The Sum of its Parts
Lightning Returns actually does quite a few things right, though you’d never know it looking at the Metascore. I’ve had a lot of fun with the battle engine, and though I miss controlling a party of characters, it makes sense both in the context of the game’s storyline and through the battle mechanics themselves that Lightning is almost always by herself. Like the best Final Fantasy titles, failures in combat can be overcome with planning and strategy, and there are plenty of challenging battles which force the player to learn the intricacies of the battle engine and how to properly equip Lightning with skills, spells and equipment (schemata).
The open world nature of Lightning Returns is also a departure for the series, and all things considered, Square Enix managed a pretty good job of it—though it is no Skyrim by any means. There are a lot of side quests scattered throughout the world, and the player gets to know characters and environments intimately throughout the game. The visuals themselves are often beautiful. Visiting an area at a different time of day can be shockingly different, with objects that appear drab during the day glowing beautifully at night, and with different monsters and NPCs populating the area, providing new challenges and opportunities. There are frame rate issues from time to time—and these are particularly annoying in combat—but overall, the game is quite beautiful to look at.
It sounds good too. The music and sound effects are up to the usual Square Enix standard, though I admit I was disappointed when they reused music from older games instead of composing new tracks. The voices leave something to be desired as well, especially during some of the side quests, though I should mention that you can download the Japanese voices if you want to hear the original cast. But most importantly for an open world game, it just sounds right. Your actions throughout the storyline are reflected in NPC banter, and every setting is brought to life with ambient sound effects and dialogue.
But perhaps the most essential component is that the game is fun to play. The battle engine is solid, the four regions of the world are interesting and fun to explore, and there is plenty in the storyline for anyone that has been paying attention through Final Fantasy XIII and Final Fantasy XIII-2. My full review is coming next week, and, spoiler alert, it’s on track for an 8 at the moment, and I can’t imagine anything lowering that score to anything worse than a 7 given how much fun I’ve had so far.

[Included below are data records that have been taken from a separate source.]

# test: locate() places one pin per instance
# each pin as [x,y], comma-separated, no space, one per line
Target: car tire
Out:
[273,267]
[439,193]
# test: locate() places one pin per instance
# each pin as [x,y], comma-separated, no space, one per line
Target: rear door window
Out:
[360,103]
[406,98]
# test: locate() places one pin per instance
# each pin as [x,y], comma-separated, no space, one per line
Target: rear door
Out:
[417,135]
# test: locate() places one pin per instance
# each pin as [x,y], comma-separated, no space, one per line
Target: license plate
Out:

You often hear the phrase, “more (or less) than the sum of its parts.” But when I look at the exact sum of its parts, Lightning Returns: Final Fantasy XIII is certainly more than its current Metascore. In the interest of full disclosure, yes, I enjoyed Final Fantasy XIII and Final Fantasy XIII-2, but I also agree that they were not as good as their predecessors. But I do feel that the trilogy as a whole has been overly criticized based on the understandably high expectations of fans of the series. And in the case of Lightning Returns, I simply don’t think it has been reviewed fairly. Be it a dislike of the series, a pet peeve about time limits, or a disappointment in the storyline, for one reason or another, Lightning Returns has been disproportionately punished. If this game is worth only 66/100, then I need to start giving the benefit of the doubt to more poorly reviewed games. To those of you still on the fence, I suggest you give the game a try. It’s not a perfect game by any means, and many of the criticisms against it are valid, but I’ve found a lot more to enjoy than I ever would have expected based on the majority of the reviews out there. All I can suggest is that you try it, and decide whether or not you like it for yourself.